According to the* Mathematics Genealogy,* my academic genealogy can trace back to a lot of great mathematicians and philosophers (that has nothing to do with me though. What a shame!). Here is the complete list in case you are curious.

- Friedrich Leibniz (1597–1652) was a professor of moral philosophy at Leipzig University.
- Jakob Thomasius (1622–1684) was a German academic philosopher and jurist. He is now regarded as an important founding figure in the scholarly study of the history of philosophy
- Otto Mencke (1644–1707) was a 17th-century German philosopher and scientist. He is notable as being the founder of the very first scientific journal in Germany, established 1682, entitled: Acta Eruditorum.

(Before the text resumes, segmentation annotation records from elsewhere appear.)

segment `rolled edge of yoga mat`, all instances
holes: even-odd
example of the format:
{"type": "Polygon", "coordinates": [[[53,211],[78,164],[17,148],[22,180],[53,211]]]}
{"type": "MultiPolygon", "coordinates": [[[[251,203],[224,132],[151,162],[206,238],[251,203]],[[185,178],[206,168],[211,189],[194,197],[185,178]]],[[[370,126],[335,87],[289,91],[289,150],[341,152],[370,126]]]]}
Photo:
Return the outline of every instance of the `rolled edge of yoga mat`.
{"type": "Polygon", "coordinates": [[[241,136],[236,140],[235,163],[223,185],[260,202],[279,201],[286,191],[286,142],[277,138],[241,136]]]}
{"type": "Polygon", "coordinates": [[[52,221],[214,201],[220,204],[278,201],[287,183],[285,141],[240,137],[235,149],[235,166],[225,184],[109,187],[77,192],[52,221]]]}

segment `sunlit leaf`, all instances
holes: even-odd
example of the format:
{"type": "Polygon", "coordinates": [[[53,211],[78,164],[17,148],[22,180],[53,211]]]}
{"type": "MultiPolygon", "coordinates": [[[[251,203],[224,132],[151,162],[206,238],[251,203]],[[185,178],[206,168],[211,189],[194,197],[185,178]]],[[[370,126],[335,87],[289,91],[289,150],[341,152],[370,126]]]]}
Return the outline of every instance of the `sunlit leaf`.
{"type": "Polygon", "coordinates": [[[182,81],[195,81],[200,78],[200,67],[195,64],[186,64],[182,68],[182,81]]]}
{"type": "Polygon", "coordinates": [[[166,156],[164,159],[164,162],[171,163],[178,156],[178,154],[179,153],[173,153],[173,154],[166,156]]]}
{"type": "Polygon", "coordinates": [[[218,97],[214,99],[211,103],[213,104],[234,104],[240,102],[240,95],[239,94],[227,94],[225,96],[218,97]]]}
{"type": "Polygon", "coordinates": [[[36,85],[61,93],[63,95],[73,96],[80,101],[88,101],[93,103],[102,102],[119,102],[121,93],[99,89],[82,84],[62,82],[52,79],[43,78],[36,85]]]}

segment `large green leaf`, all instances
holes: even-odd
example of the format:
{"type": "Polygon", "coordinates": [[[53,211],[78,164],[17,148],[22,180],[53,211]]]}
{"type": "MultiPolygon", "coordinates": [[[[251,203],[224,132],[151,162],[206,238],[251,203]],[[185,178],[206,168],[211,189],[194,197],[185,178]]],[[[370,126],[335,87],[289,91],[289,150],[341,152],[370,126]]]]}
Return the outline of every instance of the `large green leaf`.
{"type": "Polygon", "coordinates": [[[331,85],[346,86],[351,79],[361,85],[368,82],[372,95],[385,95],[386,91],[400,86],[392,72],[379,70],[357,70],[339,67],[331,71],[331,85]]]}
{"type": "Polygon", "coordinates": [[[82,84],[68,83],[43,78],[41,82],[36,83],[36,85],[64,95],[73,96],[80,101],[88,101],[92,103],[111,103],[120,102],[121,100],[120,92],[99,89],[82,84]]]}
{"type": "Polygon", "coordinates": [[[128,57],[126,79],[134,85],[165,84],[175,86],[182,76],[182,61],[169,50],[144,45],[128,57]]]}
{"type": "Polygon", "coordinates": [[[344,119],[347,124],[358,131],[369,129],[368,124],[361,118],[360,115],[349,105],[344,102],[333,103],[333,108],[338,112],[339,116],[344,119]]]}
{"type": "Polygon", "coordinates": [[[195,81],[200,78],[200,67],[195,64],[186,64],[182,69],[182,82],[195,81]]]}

- Johann Christoph Wichmannshausen (1663–1727) was a 17th-century German philologist. He is best known as part of a line of scientific genealogy stretching from Mencke to Gauss and to many other mathematicians.
- Christian August Hausen (1693–1743) was a German mathematician who is known for his research on electricity.
- Abraham Gotthelf Kästner (1719–1800) was a German mathematician and epigrammatist. He was known in his professional life for writing textbooks and compiling encyclopedias rather than for original research.
- Johann Friedrich Pfaff (1765–1825) was a German mathematician. He was described as one of Germany’s most eminent mathematicians during the 19th century.
- Carl Friedrich Gauss (1777–1855) was a German mathematician who contributed significantly to many fields, including number theory, algebra, statistics, analysis, differential geometry, geodesy, geophysics, electrostatics, astronomy, matrix theory, and optics.
- Friedrich Wilhelm Bessel (1784 –1846) was a German astronomer, mathematician. He was the first astronomer who determined reliable values for the distance from the sun to another star by the method of parallax.
- Heinrich Ferdinand Scherk (1798–1885) was a German mathematician notable for his work on minimal surfaces and the distribution of prime numbers.
- Ernst Eduard Kummer (1810–1893) was a German mathematician.
- Hermann Amandus Schwarz (1843–1921) was a German mathematician, known for his work in complex analysis.
- Leopold (Lipót) Fejér (1880–1959) was a Hungarian mathematician. He was the thesis advisor of mathematicians such as John von Neumann, Paul Erdős, George Pólya and Pál Turán.
- Marcel Riesz (1886–1969) was a Hungarian-born mathematician, known for work on summation methods, potential theory, and other parts of analysis, as well as number theory, partial differential equations, and Clifford algebras.
- Harald Cramér (1893–1985) was a Swedish mathematician, actuary, and statistician, specializing in mathematical statistics and probabilistic number theory. He was once described by John Kingman as “one of the giants of statistical theory”.
- Gunnar Blom was Porfessor in Lund University.
- Daniel Thorburn is Porfessor in Stockholm University.
- Mattias Villani Professor of Statistics at the Division of Statistics and Machine Learning at the Department of Computer and Information Science (IDA), Linköping University.